- Updates on the there's-nothing-to-update front: This week, the FGS administration released the names of all three of the internal candidates for the Academic Dean position. One of them was me, naturally. One of them was someone I was fully expecting to be on the list. She's fabulous, I respect her a lot, and I stopped by her office the next day to tell her that I would happily serve under her as Academic Dean if that's the way to go; she said the same to me (although I think she probably had to in the conversational circumstances!). Unfortunately, the third person was someone who pushes my buttons, and I would actually not happily serve under her if she became dean. She is also the absolute darling of the school's top two administrators, who give her pretty much everything she wants (which of course is one of the reasons she pushes my buttons).
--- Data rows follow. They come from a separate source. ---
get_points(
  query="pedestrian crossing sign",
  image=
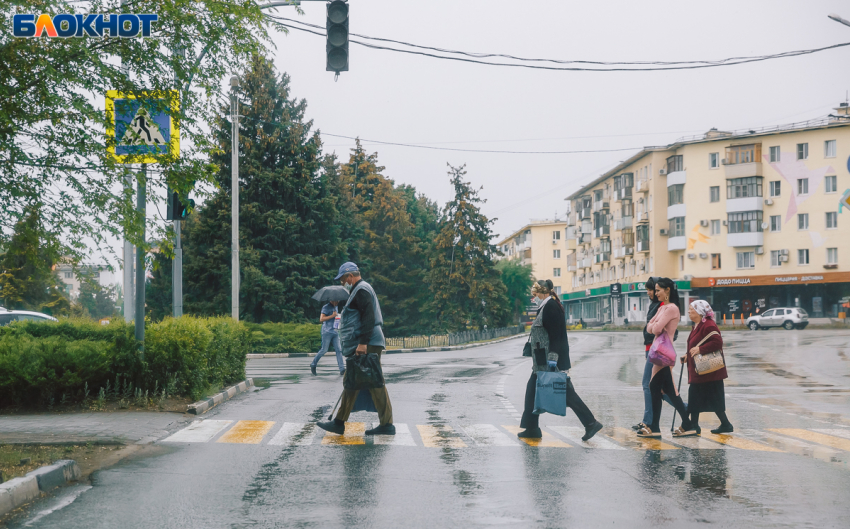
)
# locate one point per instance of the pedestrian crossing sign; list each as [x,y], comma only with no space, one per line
[143,127]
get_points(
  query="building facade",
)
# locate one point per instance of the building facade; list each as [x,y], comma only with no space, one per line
[748,221]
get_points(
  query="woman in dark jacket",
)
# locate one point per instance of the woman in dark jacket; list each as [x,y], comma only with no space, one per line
[549,332]
[706,393]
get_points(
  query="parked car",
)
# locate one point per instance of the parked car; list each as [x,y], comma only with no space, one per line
[8,316]
[787,317]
So the night I got that news was a bit rocky for me, but I mostly just dealt with it and am getting on with things.
- In fact, when someone stopped by this afternoon to tell me "good luck," I actually wasn't sure what she was talking about until she said "the dean position?" The fact that it was not at the forefront of my mind at all makes me happy -- I'm trying not to stress about it, and I guess I'm succeeding!
- On another note altogether, I've been reading a new-to-me blog, Coffee Shop Rabbi. It has only one major problem: The name of the blog scans perfectly with "Beauty School Dropout" (from Grease), and so whenever a new post pops up in my news reader, I get that song stuck in my head.
- I'm so hooked on the Poirot series these days. It's the only thing I'm interested in watching anymore.
- Thank goodness there's a long weekend coming, because, ye gods, I have a lot of grading to do. And having grading hanging over my head is wearing me out. I know that if I just buckle down and plow through (which, yes, is a mixed metaphor), I'll feel much freer by Tuesday.
super-ultra jealous of your long weekend. Sigh... the only holiday our universities have is MLK Jr. Day. And it's the only our sons's school does NOT have. How messed up is that?
As a fellow worrier, I'm delighted to hear that the search is not forefront on your thoughts.
Sigh... it's funny that in the past month or so, I would sometimes almost act surprised by people saying "congratulations" -- for the 3 year position. I don't feel any desire of celebrating something so relatively small... sure, I'll work less and be paid the same (a bit less) than with two jobs, but... meh, still not valued, funded & expected to do any research...
Posted by: L - Mama(e) in Translation | February 11, 2016 at 08:31 PM
Thinking good thoughts of you with regards to the politics of the deanship candidacy and also the grading. Guess what I'm facing (or avoiding as the case may be)?